Mais voilà, 14 titres à peu près sur le même rythme, le même registre, c’est un peu trop. Très vite, on a l’impression que Magnolia Electric Co. tourne passablement en rond. Les qualités sont toujours là, mais l’intérêt de l’auditeur a quand même largement décliné. Josephine ne propose même pas un titre vraiment différent, à part The Handing Down où l’instrumentation est un peu plus présente. Enfin même là, on n’a pas vraiment l’impression d’écouter quelque chose qui change radicalement.

La voix de Jason Molina a le minimum de personnalité pour des ballades parfois assez lentes. Heureusement, car elle est vraiment très présente, quant les instrumentations sont parfois très discrètes. On a cependant parfois l’impression qu’il chante avec le frein à main un tout petit peu serré. Song for Willie est de loin le titre où il la pousse le plus et c’est incontestablement un des meilleurs titres de Josephine. On peut aussi lui reprocher de chanter ses textes pour réellement donner vie à ce qu’ils signifient. Hope Dies Last est sans doute le morceau où l’émotion est la plus présente. Cela donne un regain d’intérêt à ce titre et on peut regretter que trop peu sur cet album ne lui ressemble.

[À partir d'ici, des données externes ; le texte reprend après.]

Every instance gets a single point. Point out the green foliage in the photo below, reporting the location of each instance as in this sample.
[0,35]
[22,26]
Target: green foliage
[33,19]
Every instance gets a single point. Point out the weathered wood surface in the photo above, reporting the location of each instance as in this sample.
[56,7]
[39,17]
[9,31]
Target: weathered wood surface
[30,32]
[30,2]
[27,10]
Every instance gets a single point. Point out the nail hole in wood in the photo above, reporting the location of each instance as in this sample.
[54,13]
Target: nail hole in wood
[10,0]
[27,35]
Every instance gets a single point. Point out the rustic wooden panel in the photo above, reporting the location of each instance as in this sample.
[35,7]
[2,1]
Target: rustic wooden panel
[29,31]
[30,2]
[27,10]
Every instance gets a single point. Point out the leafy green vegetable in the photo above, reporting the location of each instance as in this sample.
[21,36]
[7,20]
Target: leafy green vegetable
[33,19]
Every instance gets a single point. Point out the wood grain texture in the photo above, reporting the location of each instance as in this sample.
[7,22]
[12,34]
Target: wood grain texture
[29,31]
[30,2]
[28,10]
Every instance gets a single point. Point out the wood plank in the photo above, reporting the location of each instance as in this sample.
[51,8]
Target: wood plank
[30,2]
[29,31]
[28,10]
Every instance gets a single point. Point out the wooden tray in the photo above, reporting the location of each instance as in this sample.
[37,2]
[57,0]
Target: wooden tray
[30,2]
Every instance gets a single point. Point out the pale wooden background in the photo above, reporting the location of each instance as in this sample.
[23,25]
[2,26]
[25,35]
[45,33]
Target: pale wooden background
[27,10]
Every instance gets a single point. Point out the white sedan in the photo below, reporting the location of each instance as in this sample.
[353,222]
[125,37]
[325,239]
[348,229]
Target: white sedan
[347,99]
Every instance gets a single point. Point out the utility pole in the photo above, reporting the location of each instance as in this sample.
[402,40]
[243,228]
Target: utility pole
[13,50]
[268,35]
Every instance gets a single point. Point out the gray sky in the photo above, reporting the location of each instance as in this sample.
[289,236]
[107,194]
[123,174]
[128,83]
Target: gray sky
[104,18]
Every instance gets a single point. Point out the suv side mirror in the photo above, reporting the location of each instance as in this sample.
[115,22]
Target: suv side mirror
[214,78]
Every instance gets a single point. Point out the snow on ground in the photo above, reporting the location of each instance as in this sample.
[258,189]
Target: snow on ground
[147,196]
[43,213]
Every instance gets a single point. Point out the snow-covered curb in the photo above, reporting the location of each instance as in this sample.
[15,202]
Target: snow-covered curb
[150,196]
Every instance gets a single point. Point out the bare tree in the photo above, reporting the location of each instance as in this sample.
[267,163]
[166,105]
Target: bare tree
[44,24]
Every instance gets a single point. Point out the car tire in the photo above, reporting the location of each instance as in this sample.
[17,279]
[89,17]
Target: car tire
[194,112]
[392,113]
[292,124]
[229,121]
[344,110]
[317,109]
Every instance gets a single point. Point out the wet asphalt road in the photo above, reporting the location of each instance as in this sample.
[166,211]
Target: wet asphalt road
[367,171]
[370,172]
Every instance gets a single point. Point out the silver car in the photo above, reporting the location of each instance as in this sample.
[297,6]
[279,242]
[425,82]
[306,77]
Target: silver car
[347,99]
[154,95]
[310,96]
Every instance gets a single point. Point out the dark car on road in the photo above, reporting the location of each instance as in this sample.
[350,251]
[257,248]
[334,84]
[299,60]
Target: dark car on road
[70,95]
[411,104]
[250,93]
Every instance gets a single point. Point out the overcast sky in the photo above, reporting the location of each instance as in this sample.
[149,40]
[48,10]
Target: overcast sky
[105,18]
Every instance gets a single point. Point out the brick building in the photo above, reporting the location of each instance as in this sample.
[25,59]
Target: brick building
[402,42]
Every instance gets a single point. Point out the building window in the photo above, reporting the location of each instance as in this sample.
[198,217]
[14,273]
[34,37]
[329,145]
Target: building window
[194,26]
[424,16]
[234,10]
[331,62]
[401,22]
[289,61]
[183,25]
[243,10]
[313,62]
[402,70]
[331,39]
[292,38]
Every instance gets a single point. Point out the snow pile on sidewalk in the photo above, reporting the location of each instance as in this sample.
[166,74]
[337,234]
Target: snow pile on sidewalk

Magnolia Electri Co. Nous laisse donc sur une impression mitigée avec ce Josephine. Je ne sais pas ce que Jason Molina a proposé pendant le reste de sa carrière, mais je doute qu’il se soit contenté du minimum comme sur cet album. On l’écoute en s’attendant à chaque plage enfin à un titre plus énergique, plus rock ou alors une country dynamique. Cela reste un peu désespérément sur le même registre. On regrette au final que l’album compte 14 titres car en fait, si on s’arrête à 9 ou 10, il devient alors bien meilleur. Comme quoi, preuve est une nouvelle fois faite qu’il faut mieux la qualité que la quantité.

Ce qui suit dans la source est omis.